- Picture sleeve for Italian vinyl single

Single by Ambrosia

from the album One Eighty
- B-side: "Livin' on My Own"
- Released: March 19, 1980
- Genre: Soft rock; yacht rock;
- Length: 5:26 (album version) 3:59 (single version)
- Label: Warner Bros.
- Songwriter: David Pack
- Producers: Ambrosia; Freddie Piro;

Ambrosia singles chronology
| "If Heaven Could Find Me" (1978) | "Biggest Part of Me" (1980) | "You're the Only Woman" (1980) |

= Biggest Part of Me =

"Biggest Part of Me" is a song by American band Ambrosia, from the album One Eighty. Released as a single in 1980, the song reached number one on the Radio & Records chart and number 3 on both the US Billboard Hot 100 and Adult Contemporary charts. Cash Box ranked it a notch higher, at #2. It also broke the Top 40 of Billboards Soul chart. The song was written by band member David Pack.
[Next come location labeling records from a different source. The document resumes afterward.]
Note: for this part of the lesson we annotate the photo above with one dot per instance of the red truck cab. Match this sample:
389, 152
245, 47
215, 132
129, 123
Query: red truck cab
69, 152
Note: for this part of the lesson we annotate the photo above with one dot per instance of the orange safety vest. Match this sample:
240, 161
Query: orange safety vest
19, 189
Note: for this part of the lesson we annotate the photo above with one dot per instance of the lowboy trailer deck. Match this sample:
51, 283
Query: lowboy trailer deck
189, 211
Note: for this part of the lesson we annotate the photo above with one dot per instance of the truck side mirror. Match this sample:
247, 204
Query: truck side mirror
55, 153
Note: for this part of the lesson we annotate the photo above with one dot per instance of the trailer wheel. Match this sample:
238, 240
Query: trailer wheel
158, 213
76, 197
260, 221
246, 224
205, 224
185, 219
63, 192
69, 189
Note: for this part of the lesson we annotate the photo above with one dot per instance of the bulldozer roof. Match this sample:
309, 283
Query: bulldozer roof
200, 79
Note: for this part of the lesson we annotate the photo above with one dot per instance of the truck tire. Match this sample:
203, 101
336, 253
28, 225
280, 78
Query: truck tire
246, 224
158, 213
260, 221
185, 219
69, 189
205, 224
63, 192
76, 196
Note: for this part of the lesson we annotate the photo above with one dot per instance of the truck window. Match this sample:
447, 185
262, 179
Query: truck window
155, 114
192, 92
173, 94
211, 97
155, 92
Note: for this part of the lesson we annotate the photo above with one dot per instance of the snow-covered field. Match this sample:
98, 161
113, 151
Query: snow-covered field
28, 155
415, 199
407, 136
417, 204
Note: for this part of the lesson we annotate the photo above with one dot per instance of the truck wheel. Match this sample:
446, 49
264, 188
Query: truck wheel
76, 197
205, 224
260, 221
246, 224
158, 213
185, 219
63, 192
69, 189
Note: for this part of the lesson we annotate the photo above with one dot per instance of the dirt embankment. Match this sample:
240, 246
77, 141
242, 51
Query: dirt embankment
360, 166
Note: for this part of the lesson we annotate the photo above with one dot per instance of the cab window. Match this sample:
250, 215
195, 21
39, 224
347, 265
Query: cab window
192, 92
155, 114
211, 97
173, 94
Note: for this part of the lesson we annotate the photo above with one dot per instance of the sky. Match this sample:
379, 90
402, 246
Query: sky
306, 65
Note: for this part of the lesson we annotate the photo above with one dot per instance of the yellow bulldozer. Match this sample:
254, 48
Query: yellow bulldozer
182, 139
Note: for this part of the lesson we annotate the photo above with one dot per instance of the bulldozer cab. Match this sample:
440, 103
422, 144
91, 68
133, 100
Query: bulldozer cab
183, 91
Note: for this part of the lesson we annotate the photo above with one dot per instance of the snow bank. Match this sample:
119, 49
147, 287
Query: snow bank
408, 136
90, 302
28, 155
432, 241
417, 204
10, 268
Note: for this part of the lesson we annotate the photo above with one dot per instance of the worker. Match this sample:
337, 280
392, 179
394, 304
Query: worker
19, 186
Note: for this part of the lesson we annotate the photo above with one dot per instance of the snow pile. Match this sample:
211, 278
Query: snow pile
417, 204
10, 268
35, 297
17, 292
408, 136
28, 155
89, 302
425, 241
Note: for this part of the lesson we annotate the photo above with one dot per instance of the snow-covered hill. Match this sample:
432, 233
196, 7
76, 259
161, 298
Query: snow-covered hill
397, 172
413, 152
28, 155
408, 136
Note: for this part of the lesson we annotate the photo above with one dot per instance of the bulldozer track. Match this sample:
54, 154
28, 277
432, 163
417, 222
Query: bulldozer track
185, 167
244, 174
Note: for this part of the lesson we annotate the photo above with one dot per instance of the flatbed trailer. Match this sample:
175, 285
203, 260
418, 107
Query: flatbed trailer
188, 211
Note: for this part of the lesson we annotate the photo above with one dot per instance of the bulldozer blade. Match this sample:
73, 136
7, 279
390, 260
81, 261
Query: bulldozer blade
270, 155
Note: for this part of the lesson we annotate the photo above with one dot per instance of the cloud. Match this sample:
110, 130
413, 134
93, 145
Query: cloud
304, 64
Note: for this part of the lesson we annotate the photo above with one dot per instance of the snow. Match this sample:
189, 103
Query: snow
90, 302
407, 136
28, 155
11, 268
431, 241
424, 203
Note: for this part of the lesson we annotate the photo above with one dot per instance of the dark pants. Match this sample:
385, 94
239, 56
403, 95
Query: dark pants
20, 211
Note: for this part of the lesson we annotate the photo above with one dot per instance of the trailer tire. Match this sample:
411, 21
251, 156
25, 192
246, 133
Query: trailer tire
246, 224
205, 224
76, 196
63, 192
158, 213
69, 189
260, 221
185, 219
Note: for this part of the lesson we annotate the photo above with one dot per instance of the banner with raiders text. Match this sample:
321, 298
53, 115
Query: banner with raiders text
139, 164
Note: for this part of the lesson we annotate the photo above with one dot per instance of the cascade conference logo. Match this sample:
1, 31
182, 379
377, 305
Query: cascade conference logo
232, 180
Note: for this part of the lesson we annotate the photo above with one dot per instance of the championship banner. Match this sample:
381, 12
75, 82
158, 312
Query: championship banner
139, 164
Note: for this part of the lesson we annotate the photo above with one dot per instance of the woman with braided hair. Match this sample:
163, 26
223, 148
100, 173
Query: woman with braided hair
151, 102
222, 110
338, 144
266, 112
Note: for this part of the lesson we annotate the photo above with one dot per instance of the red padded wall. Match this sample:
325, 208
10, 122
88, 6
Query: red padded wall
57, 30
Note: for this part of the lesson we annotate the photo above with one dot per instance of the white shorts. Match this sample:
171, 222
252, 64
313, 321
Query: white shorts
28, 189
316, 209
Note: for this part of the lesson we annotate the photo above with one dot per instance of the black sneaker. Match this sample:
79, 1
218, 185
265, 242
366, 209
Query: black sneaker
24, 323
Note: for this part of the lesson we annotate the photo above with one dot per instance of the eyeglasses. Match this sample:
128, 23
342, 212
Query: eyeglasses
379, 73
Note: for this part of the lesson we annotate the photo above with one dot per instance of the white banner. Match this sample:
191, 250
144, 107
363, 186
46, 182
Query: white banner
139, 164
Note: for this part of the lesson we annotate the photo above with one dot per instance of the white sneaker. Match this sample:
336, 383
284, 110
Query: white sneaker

Pack re-recorded the song for his 2005 album, The Secret of Movin' On.

==Personnel==
- David Pack – lead vocals, guitars
- Joe Puerta – bass guitar, harmony vocals, backing vocals
- David C. Lewis – Fender Rhodes, acoustic piano, Prophet-5
- Christopher North – Hammond Organ
- Royce Jones – percussion, harmony vocals, backing vocals
- Burleigh Drummond – drums, percussion, harmony vocals, backing vocals
- Ernie Watts – saxophone

==Track listing==
- US 7" single
A. "Biggest Part of Me (edit)" – 3:59
B. "Livin' on My Own" – 4:41

==Chart performance==

===Weekly charts===

| Chart (1980) | Peak position |
|---|---|
| Canadian RPM Top Singles | 18 |
| New Zealand (RIANZ) | 30 |
| US Billboard Hot 100 | 3 |
| US Adult Contemporary (Billboard) | 3 |
| US Hot R&B/Hip-Hop Songs (Billboard) | 35 |
| Radio & Records | 1 |

===Year-end charts===

| Chart (1980) | Position |
|---|---|
| US Billboard Hot 100 | 27 |
| US Cash Box Top 100 | 25 |

==Certifications==

| Region | Certification | Certified units/sales |
| United States (RIAA) | Gold | 500,000^{‡} |
^{‡} Sales+streaming figures based on certification alone.